Send Email and Notifications on Autonomous AI Database

There are a number of options for sending email on Autonomous AI Database. You can also send notifications to a Slack channel, to MSTeams, or to an OCI Notifications topic.

Send Email from Autonomous AI Database with Microsoft Exchange using OAuth2

Oracle Autonomous AI Database supports sending email through Microsoft Exchange by leveraging OAuth 2.0.

To use OAuth2, you first need to register an application in Azure, assign the correct API permissions, create a Secret for the App, and create a credential object in Autonomous AI Database. Once configured, you can send messages via DBMS_CLOUD_NOTIFICATION.

Steps for sending email using DBMS_CLOUD_NOTIFICATION:
  1. Register an application in Microsoft Entra (Azure AD):

    In the Azure portal, create a new app registration and note the Application (client) ID and Azure Tenant ID. For details, see Microsoft’s guidance on registering an application.

  2. Create a Secret in Client credentials for the Application:

    The client ID and the client secret are needed to create a secure credential object in your database that is used to identity your database as the registered application that can send emails.

  3. Add the "Mail.Send "permission and grant admin consent:

    In Azure, under API permissions, add the Mail.Send application permission in Microsoft Graph and have an administrator grant consent.

    Your environment is now set configured to send emails using the DBMS_CLOUD_NOTIFICATION package with any valid email account of your MS Exchange environment.

Sending email

Use DBMS_CLOUD_NOTIFICATION.SEND_MESSAGE with provider attribute set as email using a valid email account and your credential with the client ID or secret that was registered as trusted application to send email.
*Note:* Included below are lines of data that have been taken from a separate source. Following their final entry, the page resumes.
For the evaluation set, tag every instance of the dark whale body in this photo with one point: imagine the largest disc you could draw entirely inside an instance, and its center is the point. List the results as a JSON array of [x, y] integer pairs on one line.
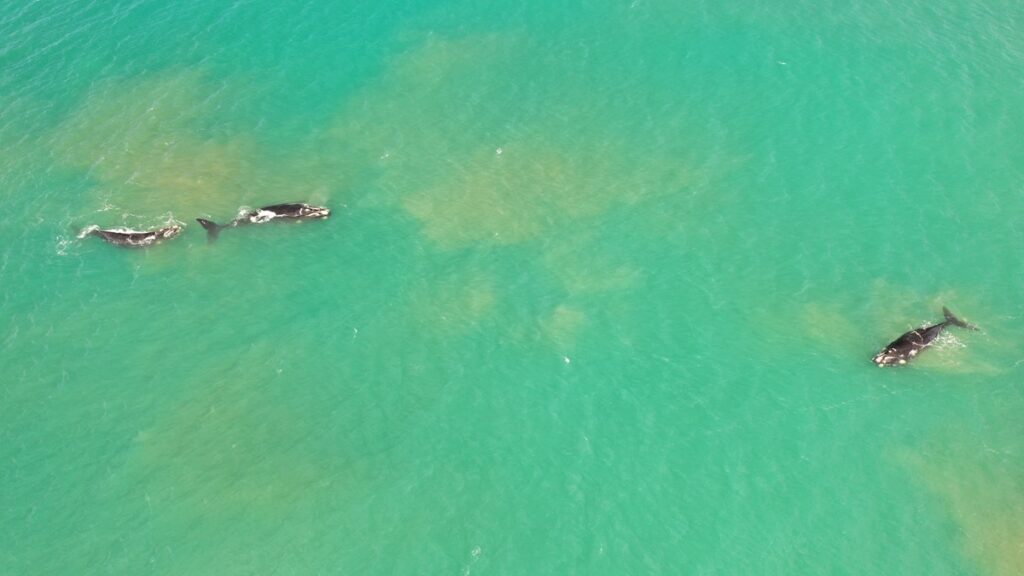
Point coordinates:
[[293, 211], [132, 238], [906, 347]]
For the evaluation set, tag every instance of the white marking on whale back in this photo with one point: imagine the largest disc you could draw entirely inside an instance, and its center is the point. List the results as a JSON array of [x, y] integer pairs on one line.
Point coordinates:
[[87, 231]]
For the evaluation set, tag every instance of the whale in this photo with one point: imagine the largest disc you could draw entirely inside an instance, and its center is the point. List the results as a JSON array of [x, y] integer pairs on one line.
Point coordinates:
[[132, 238], [907, 346], [297, 211]]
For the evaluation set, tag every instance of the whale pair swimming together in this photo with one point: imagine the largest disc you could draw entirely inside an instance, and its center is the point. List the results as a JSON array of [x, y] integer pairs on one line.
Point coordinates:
[[907, 346], [140, 239]]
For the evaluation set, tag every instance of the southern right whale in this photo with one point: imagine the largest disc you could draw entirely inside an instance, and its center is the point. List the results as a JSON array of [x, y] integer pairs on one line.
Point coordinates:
[[292, 211], [906, 347]]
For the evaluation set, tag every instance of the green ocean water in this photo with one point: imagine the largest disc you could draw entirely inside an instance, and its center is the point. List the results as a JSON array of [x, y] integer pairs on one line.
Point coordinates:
[[598, 295]]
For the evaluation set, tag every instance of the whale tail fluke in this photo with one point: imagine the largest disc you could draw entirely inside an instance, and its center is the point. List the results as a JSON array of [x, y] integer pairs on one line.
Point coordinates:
[[951, 319], [212, 229]]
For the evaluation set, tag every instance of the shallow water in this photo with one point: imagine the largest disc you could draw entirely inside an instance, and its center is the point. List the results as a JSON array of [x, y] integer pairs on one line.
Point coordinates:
[[599, 293]]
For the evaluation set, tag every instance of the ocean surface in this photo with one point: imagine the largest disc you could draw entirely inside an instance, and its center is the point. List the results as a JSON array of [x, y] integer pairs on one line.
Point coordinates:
[[599, 293]]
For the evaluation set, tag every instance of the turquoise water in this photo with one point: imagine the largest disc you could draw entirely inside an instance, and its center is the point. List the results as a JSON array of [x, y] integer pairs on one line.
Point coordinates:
[[599, 293]]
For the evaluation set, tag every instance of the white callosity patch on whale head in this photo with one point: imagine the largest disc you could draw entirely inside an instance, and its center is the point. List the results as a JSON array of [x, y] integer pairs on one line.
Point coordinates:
[[262, 216]]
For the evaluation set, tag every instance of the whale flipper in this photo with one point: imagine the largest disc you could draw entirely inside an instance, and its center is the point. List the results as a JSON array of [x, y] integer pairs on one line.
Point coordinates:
[[951, 319], [212, 229]]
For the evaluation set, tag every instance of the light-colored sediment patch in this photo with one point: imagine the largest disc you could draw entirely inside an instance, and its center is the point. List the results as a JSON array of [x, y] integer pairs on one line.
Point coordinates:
[[442, 149], [155, 145], [141, 139], [563, 325], [454, 304], [983, 492]]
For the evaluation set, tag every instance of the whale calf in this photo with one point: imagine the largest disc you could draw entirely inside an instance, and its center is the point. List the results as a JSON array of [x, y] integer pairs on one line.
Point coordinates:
[[132, 238], [293, 211], [907, 346]]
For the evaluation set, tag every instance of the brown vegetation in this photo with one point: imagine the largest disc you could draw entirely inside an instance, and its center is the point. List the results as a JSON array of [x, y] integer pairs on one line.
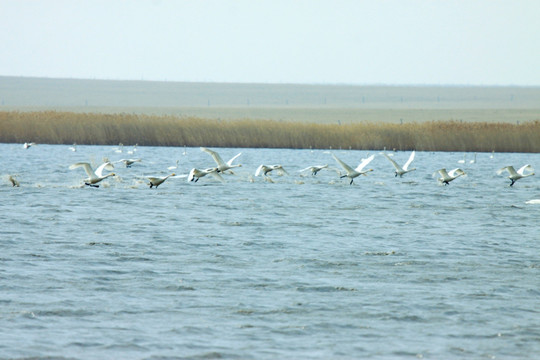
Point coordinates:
[[53, 127]]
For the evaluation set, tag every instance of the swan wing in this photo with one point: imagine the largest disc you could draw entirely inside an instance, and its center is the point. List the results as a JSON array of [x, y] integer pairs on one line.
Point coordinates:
[[105, 166], [510, 169], [442, 172], [456, 172], [525, 167], [346, 167], [85, 166], [234, 158], [259, 170], [392, 161], [411, 158], [364, 163], [219, 161], [282, 170]]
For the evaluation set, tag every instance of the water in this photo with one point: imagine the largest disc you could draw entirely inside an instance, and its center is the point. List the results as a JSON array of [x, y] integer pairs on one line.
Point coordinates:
[[305, 267]]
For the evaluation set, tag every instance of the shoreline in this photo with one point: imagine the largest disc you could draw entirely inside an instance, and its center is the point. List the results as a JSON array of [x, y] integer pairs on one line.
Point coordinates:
[[52, 127]]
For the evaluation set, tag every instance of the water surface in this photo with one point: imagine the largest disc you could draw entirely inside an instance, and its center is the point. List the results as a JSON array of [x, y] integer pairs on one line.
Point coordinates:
[[301, 267]]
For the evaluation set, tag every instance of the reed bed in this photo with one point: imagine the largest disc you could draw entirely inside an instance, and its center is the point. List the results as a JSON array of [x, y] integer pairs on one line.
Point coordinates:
[[54, 127]]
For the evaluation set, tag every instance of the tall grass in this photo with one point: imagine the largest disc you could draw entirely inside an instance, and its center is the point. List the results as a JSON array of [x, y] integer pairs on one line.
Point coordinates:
[[110, 129]]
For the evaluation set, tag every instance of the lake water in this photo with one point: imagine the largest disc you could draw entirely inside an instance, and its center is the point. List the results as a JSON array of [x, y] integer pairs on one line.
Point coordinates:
[[304, 267]]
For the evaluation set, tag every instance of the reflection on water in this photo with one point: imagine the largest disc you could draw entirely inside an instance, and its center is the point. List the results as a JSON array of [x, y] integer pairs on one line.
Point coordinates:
[[298, 267]]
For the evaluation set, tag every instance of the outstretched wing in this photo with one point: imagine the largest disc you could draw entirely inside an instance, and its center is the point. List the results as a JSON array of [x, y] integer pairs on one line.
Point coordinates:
[[364, 163], [105, 166], [510, 169], [346, 167], [456, 172], [411, 158], [86, 167]]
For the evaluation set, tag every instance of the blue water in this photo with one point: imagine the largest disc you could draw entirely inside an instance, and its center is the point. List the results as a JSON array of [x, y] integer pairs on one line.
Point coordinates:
[[302, 267]]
  1. You must create a credential that stores the client ID and secret:
    BEGIN
    DBMS_CLOUD.CREATE_CREDENTIAL(
    credential_name => 'MS_TOKEN',
    username => '<client_id>',
    password => '<client_secret>'
    );
    END;
    /
  2. Send an email using the client credentials flow:
    BEGIN
    DBMS_CLOUD_NOTIFICATION.SEND_MESSAGE(
    provider => 'email',
    credential_name => 'MS_TOKEN',
    message => 'Message content',
    params => json_object(
    'recipient' value 'recipient@example.com',
    'subject' value 'Test subject',
    'smtp_host' value 'smtp.office365.com',
    'sender' value 'sender@xyz.com',
    'tenant' value '<azure_tenant_id>'
    )
    );
    END;
    /

Troubleshooting

  • Port connectivity: SMTP connections require outbound TCP port 587. If you receive ORA‑29278: SMTP transient error: 421 Service not available, verify that network ACLs allow outbound connections to smtp.office365.com:587.
  • Missing permissions: Authentication failures often occur when the application hasn’t been granted admin consent or when the service principal has not been registered in Exchange. Revisit the steps to grant permissions and register the service principal.
  • SMTP AUTH disabled: If you cannot authenticate after obtaining tokens, ensure that SMTP AUTH is enabled for the mailbox and not globally disabled.